Duke Expert Adds Insights on Facebook Eating Disorders Project
Dr. Nancy Zucker consulted with Facebook and Instagram on a project designed to provide support and information about eating disorders
DURHAM, N.C. -- Nancy Zucker, Ph.D., director of the Duke Center for Eating Disorders, consulted with Facebook and Instagram on a project designed to provide support and information to people who indicate they may be struggling with an eating disorder. Facebook launched updates to its resources earlier this year, and Instagram is rolling out similar features this week.
“This is a widespread problem,” Zucker said. “By the time females reach the age of 20, approximately one in 10 will have suffered from some type of eating disorders."
Zucker, a child and family clinical psychologist, spent several weeks working with the Facebook team to help them learn more about eating disorders. Their goal was to figure out how to reach individuals who post eating disorder content on Facebook that may be triggering or upsetting to other Facebook community members.
In such instances, the concerned person could file a report and request Facebook to review the disturbing post. After reviewing the post and confirming that the content indicates the person might be in distress, Facebook would send a note with helpful resources to that person only, which would appear the next time the person logs into Facebook.

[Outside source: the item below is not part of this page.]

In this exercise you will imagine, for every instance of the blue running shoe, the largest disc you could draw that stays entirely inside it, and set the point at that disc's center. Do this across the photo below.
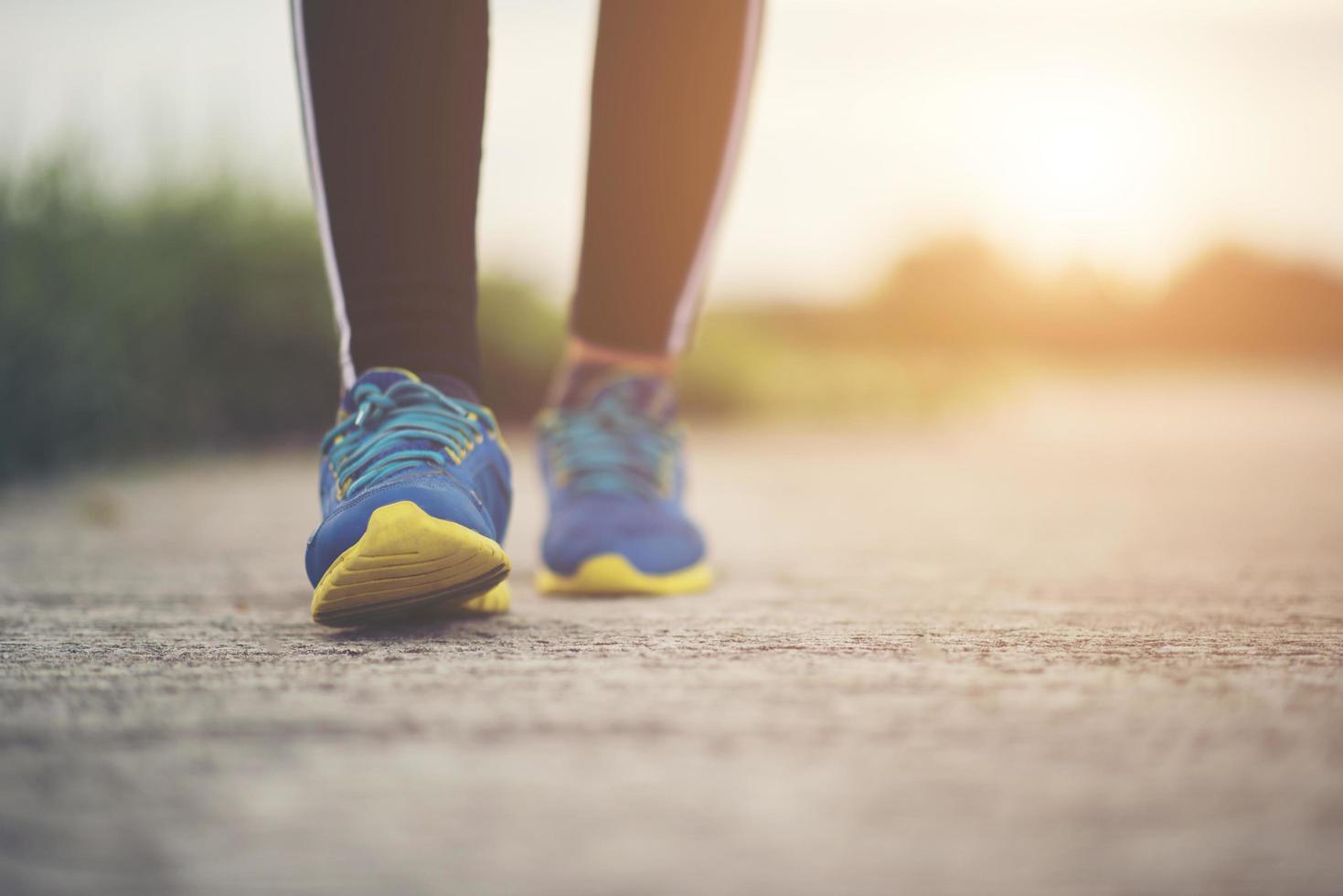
(415, 492)
(612, 461)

Zucker worked with the product team to design these communications to individuals who may be suffering. With her input, the Facebook designers, content strategists and others developed a response that the social media company can use when contacted by people who are concerned about a troubling post that is validated by the Facebook reviewers.
Their response was guided by several considerations. First, they reasoned that there were two individuals who potentially would benefit from support: the individual who posted disturbing content and the reader who was troubled by it.
Second, they didn’t want to make any assumptions about why the individual posted the content or why an individual was upset by the post. Instead, they worked from the assertion that both the writer and the reader were likely suffering emotionally in that moment.
As a result, Zucker provided her expertise to help the Facebook team, which crafted a response designed to encourage a moment of peace where an individual is provided a temporary connection with something they care about. The note provides a positive message to help the person seek a moment of peace, connect with someone they trust, or contact a national helpline.
The effort is similar to those Facebook launched to address other sensitive topics such as suicide prevention.
“Fewer than 20 percent of those suffering from eating disorders receive treatment,” Zucker said. “New ways are needed to provide much needed resources to individuals who are struggling alone.”